I think there is "less on the line" when doing a block for analgesic purposes compared to a surgical block. The latter requires a "perfect block" and that needs more time to do and confirm. This is true regardless of PP or academics.
However PP is more likely to do blocks for analgesic purposes and put the patient under GA after
and you don't need "narcotics and full paralysis" with the GA. that's red herring and you know it.
Well, you said this:
PP don't need it to be perfect so doing it in 5 minutes is fine. the GA is the heavy lifting.
Which implies that there's a lower standard for adequate nerve blocks in private practice, which just isn't true. I'm not arguing that a 45 minute block isn't hyperbole.

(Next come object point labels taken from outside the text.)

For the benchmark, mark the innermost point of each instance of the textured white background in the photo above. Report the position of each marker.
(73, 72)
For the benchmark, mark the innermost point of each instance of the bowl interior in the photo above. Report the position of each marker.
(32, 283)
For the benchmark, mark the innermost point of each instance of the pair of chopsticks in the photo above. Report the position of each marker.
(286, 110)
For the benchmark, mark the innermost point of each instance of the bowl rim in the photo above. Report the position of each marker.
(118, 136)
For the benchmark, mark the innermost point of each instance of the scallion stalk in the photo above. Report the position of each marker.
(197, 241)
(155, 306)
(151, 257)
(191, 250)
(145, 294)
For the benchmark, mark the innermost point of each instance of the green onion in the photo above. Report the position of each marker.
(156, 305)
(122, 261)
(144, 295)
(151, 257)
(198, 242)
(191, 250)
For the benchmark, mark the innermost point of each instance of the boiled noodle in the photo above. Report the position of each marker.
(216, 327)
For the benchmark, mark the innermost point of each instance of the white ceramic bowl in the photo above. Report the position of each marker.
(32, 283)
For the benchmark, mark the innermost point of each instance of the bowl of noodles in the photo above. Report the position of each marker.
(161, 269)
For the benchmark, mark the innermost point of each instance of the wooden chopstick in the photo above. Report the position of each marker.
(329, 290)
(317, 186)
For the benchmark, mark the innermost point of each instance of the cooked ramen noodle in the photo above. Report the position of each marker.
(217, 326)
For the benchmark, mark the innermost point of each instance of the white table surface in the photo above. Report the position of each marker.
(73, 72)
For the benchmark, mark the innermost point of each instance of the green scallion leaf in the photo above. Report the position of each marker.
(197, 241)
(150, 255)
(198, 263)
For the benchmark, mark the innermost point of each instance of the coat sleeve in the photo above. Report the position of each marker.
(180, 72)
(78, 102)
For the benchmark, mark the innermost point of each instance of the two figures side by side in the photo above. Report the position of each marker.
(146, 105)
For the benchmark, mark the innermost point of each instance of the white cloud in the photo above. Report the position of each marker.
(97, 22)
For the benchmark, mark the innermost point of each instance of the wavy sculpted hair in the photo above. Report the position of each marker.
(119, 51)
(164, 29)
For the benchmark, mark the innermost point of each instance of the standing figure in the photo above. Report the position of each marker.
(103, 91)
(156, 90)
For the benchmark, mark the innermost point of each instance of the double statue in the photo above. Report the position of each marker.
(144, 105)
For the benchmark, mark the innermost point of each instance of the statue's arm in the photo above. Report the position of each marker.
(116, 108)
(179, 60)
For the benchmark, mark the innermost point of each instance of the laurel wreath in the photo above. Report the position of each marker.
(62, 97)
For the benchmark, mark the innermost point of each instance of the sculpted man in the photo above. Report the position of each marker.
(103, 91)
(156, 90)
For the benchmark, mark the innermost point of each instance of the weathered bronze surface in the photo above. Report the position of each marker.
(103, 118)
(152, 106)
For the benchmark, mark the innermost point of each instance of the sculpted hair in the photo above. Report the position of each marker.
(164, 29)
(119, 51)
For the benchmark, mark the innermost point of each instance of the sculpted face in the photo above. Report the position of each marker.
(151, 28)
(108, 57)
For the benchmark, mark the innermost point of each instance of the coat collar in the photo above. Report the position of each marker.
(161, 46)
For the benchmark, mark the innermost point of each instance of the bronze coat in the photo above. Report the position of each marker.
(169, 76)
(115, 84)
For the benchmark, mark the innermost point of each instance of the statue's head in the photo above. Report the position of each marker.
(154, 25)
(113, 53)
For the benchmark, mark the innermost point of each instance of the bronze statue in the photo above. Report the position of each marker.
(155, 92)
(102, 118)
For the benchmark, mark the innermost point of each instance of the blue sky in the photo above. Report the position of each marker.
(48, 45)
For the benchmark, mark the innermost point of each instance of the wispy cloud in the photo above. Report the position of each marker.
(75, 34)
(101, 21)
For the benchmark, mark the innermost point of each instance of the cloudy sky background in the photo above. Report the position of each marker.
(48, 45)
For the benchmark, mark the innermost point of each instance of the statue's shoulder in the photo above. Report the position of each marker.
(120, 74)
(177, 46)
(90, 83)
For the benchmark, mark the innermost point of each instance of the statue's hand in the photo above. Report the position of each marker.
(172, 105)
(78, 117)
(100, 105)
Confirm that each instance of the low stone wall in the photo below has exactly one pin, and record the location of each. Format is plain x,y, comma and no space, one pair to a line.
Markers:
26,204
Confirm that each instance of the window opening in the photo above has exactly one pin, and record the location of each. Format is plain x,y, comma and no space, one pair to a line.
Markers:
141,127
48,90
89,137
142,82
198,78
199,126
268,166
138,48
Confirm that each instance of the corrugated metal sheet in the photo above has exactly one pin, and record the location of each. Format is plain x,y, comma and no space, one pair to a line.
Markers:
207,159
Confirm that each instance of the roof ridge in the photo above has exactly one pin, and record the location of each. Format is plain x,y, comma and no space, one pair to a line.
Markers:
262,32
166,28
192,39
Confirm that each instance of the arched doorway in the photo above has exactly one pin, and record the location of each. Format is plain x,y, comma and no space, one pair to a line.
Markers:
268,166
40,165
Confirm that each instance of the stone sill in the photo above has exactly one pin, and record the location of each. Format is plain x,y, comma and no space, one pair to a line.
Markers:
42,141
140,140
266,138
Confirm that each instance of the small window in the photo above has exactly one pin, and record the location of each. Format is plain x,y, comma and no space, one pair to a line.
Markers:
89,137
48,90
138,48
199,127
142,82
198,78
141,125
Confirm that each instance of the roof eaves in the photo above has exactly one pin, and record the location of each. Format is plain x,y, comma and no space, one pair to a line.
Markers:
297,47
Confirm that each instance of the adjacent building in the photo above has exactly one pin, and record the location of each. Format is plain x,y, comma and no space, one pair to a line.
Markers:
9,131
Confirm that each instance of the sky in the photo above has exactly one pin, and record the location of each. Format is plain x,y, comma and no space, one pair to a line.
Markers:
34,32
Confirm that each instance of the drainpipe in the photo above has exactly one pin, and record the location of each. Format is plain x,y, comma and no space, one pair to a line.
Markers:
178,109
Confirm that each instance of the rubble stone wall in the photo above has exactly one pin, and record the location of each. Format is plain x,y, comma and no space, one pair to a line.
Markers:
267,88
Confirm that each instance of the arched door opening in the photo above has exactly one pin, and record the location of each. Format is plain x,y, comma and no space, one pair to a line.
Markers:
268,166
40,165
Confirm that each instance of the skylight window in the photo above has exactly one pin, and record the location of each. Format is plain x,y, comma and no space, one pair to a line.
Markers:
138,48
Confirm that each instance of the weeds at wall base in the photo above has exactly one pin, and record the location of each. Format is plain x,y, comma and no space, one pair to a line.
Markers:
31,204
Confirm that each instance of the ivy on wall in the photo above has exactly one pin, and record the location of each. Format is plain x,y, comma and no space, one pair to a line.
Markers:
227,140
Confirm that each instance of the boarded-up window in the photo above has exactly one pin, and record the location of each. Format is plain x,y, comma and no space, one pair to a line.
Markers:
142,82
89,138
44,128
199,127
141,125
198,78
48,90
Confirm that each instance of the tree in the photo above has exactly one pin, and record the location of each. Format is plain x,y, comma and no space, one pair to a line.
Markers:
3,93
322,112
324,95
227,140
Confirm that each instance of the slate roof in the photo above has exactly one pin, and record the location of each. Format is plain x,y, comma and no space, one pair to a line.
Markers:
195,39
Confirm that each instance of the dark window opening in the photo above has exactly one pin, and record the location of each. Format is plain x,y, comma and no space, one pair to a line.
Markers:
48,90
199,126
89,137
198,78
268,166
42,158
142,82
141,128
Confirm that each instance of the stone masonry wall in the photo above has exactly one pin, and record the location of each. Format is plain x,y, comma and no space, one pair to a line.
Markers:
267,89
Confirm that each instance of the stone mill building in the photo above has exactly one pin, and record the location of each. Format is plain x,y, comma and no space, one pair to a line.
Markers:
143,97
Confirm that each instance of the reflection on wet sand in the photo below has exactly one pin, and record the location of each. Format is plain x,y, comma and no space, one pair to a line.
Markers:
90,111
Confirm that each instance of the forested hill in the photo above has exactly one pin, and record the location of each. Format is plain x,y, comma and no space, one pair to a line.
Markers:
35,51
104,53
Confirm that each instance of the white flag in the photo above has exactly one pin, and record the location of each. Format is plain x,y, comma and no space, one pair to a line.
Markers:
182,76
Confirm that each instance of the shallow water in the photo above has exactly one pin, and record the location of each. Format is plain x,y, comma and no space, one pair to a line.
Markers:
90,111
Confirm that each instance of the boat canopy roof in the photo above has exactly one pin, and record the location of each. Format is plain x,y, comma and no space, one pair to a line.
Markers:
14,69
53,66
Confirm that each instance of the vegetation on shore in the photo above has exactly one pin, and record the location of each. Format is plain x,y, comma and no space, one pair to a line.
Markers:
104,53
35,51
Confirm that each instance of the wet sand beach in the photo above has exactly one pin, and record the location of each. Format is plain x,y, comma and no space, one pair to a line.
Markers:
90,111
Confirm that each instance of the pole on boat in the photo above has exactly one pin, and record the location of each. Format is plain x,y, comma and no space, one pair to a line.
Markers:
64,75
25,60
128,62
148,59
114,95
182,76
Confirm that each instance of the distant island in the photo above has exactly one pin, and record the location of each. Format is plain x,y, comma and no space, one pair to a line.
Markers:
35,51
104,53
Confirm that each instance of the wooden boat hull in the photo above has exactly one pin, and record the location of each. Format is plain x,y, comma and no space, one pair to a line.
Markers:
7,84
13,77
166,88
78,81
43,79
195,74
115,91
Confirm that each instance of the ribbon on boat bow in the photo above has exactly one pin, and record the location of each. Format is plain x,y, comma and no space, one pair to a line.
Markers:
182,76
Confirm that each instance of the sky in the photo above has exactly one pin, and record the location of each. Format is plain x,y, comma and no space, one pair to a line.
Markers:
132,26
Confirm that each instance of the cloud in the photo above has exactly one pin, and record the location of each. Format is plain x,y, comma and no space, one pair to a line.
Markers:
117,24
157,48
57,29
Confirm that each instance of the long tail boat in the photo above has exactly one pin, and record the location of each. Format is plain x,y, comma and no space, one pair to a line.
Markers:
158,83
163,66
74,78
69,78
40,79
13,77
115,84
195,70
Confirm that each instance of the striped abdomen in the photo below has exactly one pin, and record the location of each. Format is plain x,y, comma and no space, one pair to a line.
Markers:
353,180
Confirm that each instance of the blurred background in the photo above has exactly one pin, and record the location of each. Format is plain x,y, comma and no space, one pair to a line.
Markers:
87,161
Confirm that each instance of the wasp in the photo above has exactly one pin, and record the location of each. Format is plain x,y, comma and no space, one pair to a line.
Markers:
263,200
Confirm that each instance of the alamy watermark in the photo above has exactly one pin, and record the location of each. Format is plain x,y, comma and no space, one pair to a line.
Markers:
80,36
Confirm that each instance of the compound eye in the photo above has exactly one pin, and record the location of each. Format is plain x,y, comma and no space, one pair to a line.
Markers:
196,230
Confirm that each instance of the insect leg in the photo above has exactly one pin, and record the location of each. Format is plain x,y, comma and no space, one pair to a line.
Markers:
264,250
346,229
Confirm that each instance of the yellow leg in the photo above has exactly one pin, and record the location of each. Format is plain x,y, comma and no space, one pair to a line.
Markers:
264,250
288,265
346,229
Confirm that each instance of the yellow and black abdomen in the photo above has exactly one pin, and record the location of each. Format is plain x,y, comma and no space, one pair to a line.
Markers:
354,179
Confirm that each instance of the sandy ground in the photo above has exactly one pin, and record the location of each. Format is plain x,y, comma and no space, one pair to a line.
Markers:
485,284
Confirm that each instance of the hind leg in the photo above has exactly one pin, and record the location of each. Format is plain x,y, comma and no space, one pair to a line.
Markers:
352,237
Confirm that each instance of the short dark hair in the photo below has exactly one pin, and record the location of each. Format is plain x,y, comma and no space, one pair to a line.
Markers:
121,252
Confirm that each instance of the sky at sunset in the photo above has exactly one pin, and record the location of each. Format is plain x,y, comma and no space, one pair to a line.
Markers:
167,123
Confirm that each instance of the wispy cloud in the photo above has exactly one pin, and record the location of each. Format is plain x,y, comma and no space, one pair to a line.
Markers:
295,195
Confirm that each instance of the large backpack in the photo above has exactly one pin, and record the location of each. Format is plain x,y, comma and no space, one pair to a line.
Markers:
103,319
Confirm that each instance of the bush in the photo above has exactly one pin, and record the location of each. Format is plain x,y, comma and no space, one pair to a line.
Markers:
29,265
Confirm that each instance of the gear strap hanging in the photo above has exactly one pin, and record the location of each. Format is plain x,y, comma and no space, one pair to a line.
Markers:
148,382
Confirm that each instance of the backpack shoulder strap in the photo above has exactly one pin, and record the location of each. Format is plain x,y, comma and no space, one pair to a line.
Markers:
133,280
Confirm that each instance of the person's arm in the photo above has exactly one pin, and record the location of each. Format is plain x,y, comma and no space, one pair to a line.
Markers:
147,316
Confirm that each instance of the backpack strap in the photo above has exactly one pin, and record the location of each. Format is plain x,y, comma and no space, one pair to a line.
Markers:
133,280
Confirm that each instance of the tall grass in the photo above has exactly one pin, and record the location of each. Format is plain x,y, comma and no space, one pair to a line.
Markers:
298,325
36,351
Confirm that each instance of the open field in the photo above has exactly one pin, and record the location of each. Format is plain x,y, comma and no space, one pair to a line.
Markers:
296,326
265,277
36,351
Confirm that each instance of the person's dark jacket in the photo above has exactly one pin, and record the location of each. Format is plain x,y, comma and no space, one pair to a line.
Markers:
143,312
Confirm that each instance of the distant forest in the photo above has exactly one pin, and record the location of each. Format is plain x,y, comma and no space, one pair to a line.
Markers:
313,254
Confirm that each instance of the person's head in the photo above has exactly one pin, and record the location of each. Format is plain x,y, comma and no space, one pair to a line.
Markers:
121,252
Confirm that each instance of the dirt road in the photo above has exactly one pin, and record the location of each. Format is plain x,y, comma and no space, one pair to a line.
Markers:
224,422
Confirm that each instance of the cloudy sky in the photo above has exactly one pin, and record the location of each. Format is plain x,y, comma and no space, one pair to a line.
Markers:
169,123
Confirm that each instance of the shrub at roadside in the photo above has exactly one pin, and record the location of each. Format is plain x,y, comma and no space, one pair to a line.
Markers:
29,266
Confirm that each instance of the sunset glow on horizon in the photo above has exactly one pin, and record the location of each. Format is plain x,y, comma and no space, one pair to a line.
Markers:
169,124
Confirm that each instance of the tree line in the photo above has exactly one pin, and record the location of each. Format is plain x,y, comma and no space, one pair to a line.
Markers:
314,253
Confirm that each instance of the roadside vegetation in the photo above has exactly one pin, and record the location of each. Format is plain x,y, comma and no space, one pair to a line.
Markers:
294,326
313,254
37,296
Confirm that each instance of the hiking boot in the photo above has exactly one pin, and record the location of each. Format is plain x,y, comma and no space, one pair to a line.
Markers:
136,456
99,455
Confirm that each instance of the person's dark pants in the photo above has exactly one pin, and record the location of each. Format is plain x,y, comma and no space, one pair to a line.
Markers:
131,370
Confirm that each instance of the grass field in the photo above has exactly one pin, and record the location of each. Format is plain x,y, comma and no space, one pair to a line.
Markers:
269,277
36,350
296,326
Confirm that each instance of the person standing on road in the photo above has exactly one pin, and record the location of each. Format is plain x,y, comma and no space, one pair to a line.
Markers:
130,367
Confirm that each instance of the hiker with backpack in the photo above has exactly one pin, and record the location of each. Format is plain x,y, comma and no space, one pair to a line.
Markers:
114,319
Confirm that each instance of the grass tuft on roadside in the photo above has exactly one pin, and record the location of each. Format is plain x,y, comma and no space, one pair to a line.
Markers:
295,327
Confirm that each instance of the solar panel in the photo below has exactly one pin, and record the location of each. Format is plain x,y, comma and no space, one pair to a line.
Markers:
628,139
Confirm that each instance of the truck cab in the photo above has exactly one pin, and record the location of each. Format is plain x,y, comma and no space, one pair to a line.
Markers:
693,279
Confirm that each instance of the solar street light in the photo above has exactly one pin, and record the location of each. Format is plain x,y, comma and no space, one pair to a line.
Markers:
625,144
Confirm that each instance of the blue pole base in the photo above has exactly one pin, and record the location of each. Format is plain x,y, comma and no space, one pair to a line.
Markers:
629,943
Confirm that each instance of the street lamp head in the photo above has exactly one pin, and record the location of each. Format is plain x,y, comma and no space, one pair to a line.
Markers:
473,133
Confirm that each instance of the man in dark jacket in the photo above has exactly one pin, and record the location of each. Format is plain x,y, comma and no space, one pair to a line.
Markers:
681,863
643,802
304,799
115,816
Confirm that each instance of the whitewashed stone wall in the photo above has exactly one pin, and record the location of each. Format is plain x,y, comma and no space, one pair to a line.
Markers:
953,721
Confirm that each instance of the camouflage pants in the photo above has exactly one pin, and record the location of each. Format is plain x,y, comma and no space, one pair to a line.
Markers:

So... do you sedate the patients you do your blocks for? Or do you GA them? Is it an analgesic block or a surgical block? That is at the heart of my comments.
A block is a block. Whether it's a surgical or analgesic nerve block would depend on the procedure being performed, but either way the technique itself doesn't change and the time to perform it is the same.
And really how many "surgical" blocks are we really talking about? This only truly applies to a select few upper and lower extremity procedures, and really the only difference is the amount of narcotic used to supplement. I usually just place an LMA and let the patients cruise on around 0.5 MAC of gas, not only for billing, but because frankly it's just easier. Do you really want to deal with an obstructing airway in beach chair position? Or have an awake patient complaining about the tourniquet pressure or their back pain? What patient wants to be fully awake and hear the conversation, terrible music selection, and sounds of the instruments in the OR? Do you really want to spend most of the case babysitting the patient instead of checking your stock portfolio?